Neighbourhood: Little Italy / College St · Address: 421 College St, Toronto, ON (also: Queen West location) · Hours: Mon–Thu 11:30am–9pm | Fri–Sat 11:30am–10pm | Sun 11:30am–9pm
Why Visit
Ramen Isshin delivers unique wok-fired miso ramen with a deep, smoky flavour you can't get anywhere else in Toronto. Their spicy red miso is a cult favourite among locals who crave real heat.
What Makes It Unique
Isshin's technique of searing miso in a blazing hot wok—a trick borrowed from Chinese kitchens—infuses the broth with layered, caramelized complexity rare in Toronto ramen. Both College and Queen West locations maintain near-identical quality, a rarity for multi-location ramen joints here. No other shop in town produces a miso ramen with this kind of punch.
Ramen Isshin has been building a loyal following on College Street since its opening, and the reason is a specific cooking technique that distinguishes the restaurant from every other ramen shop in Toronto. The miso tare — the seasoning paste that forms the flavour base of miso ramen — is finished in a screaming-hot wok, char-frying the paste until it develops a smoky, caramelized depth that is the difference between a good bowl and a memorable one. The technique is borrowed from Chinese wok cooking and applied to a Japanese broth tradition, and the result is entirely its own thing.
The bowl is built from a rich chicken and pork bone broth, a house-made wok-charred miso tare, and toppings that include chashu pork, bamboo shoots, nori, and the option to add soft-boiled marinated egg, corn, and a pat of butter that melts into the hot broth and rounds every flavour it touches. The spicy red miso version adds a fermented chili component to the tare that elevates the heat without obscuring the underlying depth — it is worth ordering if you have any tolerance for spice. The corn and butter combination, added to either version, is a Japanese ramen-shop tradition that sounds unnecessary until you try it.

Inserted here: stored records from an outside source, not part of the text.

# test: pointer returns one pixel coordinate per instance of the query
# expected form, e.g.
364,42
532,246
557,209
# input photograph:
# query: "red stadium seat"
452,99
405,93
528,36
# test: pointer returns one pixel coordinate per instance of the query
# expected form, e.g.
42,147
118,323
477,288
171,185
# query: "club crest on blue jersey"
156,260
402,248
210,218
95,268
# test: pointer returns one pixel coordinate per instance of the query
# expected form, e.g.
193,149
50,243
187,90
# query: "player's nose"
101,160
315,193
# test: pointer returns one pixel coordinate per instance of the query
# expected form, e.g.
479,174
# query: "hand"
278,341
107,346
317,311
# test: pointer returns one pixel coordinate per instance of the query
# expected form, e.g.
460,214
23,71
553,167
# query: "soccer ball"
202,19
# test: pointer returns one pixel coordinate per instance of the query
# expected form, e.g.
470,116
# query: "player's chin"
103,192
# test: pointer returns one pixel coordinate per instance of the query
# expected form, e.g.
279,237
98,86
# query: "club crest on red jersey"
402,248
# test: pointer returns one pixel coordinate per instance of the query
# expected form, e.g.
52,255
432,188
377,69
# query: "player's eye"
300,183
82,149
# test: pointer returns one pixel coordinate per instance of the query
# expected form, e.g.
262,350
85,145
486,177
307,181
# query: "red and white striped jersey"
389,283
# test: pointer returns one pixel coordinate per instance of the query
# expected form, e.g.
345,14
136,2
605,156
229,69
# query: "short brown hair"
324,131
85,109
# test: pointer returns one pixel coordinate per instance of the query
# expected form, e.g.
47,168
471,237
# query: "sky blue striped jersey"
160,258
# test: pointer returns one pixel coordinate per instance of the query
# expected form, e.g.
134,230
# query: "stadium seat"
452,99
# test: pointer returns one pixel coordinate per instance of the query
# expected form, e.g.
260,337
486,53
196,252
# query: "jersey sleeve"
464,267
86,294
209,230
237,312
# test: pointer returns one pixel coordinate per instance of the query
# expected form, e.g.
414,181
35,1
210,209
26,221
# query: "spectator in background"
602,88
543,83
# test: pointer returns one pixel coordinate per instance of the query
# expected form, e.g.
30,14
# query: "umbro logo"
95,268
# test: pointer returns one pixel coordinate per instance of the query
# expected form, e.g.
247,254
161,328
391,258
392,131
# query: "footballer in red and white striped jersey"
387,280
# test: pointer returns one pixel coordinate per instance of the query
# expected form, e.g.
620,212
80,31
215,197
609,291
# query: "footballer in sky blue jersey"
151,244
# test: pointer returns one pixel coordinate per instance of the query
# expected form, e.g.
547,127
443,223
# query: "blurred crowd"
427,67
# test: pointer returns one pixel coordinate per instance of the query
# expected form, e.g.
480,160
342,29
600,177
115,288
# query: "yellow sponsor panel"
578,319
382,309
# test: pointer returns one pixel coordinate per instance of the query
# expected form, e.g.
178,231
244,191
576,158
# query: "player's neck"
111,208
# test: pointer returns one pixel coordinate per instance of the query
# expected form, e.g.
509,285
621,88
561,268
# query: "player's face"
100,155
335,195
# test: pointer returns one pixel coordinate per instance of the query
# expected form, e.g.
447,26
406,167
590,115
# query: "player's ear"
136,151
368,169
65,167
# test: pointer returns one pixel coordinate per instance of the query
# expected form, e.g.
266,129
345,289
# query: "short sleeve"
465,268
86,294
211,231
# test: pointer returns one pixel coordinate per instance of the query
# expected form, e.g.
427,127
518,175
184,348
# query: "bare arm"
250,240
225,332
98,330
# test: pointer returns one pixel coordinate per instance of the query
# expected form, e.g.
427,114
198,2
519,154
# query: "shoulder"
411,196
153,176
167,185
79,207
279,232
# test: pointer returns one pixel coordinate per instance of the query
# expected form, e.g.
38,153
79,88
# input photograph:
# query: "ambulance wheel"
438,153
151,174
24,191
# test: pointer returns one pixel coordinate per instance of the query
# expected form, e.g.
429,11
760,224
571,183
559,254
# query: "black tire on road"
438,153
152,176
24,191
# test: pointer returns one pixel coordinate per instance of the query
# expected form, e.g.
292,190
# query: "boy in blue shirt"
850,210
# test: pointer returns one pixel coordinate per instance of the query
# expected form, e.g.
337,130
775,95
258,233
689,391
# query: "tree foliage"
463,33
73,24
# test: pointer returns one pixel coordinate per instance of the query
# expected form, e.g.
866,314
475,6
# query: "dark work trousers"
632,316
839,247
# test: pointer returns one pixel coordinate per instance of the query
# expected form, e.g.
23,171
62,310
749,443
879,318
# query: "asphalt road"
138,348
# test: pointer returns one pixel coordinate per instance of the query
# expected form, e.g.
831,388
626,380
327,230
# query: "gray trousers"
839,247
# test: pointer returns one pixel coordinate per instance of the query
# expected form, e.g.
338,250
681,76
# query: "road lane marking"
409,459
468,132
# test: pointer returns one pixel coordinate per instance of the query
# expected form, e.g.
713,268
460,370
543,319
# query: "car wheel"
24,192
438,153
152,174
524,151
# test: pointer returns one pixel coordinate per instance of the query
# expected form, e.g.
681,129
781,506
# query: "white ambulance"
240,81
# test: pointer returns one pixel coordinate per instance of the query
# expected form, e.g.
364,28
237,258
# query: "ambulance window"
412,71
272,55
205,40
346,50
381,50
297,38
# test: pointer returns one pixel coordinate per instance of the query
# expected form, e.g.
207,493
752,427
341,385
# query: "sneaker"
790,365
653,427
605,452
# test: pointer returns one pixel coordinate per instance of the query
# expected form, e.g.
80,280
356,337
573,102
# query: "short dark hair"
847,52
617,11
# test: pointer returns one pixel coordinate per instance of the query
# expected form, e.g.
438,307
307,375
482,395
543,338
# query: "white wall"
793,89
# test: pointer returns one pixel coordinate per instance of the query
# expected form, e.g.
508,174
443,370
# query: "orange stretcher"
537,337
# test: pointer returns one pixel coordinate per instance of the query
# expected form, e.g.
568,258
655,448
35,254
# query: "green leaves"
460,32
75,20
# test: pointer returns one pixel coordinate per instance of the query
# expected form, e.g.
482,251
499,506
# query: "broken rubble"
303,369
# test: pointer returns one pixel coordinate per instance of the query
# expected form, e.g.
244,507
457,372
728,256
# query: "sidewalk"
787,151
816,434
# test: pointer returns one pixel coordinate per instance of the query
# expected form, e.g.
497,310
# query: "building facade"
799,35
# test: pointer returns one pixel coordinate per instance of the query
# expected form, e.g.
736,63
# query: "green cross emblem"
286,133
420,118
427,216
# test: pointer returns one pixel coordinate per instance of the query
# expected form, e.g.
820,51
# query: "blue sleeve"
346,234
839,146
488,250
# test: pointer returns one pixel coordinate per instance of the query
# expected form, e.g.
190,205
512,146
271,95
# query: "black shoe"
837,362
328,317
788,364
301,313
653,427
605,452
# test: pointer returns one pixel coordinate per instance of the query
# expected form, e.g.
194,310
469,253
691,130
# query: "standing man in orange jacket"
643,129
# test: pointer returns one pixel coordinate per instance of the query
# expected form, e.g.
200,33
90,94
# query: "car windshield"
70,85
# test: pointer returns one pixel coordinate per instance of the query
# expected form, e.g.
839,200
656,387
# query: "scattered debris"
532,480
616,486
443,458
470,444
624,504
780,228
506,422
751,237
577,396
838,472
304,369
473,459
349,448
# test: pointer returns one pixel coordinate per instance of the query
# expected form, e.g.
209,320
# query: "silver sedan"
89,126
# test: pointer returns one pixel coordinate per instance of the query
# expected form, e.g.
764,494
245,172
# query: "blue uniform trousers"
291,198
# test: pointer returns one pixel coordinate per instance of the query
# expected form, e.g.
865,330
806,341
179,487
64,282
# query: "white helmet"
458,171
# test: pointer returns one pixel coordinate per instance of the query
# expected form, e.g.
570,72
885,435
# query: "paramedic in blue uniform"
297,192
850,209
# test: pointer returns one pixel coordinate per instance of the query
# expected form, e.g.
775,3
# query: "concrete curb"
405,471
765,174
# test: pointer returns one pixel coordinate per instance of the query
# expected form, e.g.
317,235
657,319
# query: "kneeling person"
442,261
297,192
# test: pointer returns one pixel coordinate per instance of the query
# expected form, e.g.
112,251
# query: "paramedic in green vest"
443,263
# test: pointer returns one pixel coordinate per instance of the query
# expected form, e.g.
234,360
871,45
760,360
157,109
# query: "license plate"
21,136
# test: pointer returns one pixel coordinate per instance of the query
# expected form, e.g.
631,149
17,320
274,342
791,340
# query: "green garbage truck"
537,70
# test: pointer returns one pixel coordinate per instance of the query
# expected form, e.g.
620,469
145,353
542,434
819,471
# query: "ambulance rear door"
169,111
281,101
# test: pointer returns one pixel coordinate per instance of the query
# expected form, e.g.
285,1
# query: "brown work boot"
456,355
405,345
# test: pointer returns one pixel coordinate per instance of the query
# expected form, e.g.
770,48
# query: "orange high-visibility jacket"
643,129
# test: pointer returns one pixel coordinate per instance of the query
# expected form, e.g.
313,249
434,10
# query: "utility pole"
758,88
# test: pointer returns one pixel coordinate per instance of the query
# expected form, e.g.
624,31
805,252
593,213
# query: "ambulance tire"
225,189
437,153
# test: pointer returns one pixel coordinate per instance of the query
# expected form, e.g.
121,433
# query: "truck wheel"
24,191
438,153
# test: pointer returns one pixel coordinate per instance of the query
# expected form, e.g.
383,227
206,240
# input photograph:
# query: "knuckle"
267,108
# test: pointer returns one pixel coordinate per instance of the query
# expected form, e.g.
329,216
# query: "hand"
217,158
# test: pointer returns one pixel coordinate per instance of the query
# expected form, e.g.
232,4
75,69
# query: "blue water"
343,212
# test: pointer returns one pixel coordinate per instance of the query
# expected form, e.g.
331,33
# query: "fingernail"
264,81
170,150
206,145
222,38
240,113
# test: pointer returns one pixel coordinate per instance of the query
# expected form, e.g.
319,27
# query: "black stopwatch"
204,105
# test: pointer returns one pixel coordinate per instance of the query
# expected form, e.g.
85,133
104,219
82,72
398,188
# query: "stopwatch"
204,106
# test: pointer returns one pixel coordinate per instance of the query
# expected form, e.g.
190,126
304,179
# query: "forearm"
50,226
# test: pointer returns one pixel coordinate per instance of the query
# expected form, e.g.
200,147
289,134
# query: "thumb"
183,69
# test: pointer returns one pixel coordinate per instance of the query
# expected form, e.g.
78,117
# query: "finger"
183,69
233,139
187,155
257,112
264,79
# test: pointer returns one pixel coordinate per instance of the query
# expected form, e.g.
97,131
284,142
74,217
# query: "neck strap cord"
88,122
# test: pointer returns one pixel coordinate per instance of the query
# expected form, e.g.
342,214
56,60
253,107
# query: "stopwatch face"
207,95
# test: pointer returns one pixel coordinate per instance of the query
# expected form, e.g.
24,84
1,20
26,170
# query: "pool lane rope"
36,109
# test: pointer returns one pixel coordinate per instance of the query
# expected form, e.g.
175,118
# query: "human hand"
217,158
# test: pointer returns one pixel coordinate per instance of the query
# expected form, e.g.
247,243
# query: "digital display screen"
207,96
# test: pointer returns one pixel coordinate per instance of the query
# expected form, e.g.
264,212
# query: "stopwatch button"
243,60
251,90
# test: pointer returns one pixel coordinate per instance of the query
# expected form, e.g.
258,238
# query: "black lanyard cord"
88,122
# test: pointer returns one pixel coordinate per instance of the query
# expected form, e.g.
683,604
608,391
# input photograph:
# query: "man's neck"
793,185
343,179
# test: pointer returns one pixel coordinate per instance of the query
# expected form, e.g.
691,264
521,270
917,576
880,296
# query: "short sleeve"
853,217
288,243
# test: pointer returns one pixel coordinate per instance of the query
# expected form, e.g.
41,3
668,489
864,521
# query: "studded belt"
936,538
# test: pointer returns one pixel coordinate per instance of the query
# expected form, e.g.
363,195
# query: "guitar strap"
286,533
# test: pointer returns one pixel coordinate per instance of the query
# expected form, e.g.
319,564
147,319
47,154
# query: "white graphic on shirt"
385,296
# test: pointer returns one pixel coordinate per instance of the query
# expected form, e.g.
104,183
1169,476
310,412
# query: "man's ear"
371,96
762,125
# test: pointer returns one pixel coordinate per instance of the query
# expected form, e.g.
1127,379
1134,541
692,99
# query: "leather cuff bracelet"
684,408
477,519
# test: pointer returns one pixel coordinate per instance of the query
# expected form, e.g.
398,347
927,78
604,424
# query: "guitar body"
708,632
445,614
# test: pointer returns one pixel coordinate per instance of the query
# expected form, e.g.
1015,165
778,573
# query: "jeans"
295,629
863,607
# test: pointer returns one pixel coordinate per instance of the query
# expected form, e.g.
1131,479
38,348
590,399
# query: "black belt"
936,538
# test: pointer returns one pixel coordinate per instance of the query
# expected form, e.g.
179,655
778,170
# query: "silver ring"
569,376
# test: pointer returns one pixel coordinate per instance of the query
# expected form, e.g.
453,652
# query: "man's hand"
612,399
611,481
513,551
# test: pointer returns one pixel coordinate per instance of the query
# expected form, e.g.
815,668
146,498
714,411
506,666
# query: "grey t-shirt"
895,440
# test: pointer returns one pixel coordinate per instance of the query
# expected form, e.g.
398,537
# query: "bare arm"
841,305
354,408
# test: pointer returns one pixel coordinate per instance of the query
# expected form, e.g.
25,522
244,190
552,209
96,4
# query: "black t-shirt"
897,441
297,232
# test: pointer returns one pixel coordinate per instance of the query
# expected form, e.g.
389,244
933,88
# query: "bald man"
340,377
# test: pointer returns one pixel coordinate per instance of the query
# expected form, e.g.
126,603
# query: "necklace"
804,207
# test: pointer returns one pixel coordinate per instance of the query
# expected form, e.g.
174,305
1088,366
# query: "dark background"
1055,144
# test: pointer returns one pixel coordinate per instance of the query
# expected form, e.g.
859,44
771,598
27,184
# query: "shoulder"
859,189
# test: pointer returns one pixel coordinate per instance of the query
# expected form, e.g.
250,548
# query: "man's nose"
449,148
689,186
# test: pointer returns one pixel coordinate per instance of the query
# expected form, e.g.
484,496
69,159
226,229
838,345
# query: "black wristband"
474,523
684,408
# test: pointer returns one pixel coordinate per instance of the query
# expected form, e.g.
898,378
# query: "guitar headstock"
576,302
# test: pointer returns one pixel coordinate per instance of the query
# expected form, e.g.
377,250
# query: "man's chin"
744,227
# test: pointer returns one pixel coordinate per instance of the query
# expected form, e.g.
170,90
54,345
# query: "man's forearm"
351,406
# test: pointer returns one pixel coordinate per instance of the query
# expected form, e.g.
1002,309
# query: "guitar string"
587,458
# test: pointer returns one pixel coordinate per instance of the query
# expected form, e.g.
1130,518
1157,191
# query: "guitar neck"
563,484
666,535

Two locations (College Street in Little Italy and a Queen West address) run the same menu with consistent quality. College Street is the original and slightly more atmospheric; Queen West is typically easier to access at peak hours. Both accept walk-ins only — no reservations — and the queue at peak dinner times runs 20–30 minutes. The kitchen moves at speed once you're seated.
Frequently Asked Questions
What makes Ramen Isshin different from other Toronto ramen?
Ramen Isshin uses a wok-charring technique to finish the miso tare — the seasoning base of the broth. The miso paste is stir-fried at very high heat in a wok, developing a smoky, caramelized depth that other Toronto ramen shops don't replicate. This technique, borrowed from Chinese cooking and applied to Japanese ramen, produces a noticeably different and richer flavour profile.
How spicy is the spicy red miso at Ramen Isshin?
The spicy red miso ramen at Isshin is genuinely spicy — hot enough that people with low tolerance for heat will find it uncomfortable. If you're uncertain, order the regular wok-charred miso first. If you want extra heat, ask for the spicy version. The heat level is assertive but not excessive for someone who regularly eats spicy food.
Does Ramen Isshin take reservations?
Ramen Isshin does not take reservations at either location — both are walk-in only. Peak times (noon–1pm and 6:30–8:30pm) have queues of 20–40 minutes. Arriving at opening or visiting mid-afternoon (2–5pm) avoids the longest waits. The queue moves efficiently once inside.
What should I add to my ramen at Ramen Isshin?
The essential add-ons at Ramen Isshin are the soft-boiled marinated egg (ajitsuke tamago), extra chashu pork, and — importantly — corn and a pat of butter. The butter melts into the hot broth and rounds the miso flavour in the traditional Hokkaido ramen style. These additions are worth the extra cost on every visit.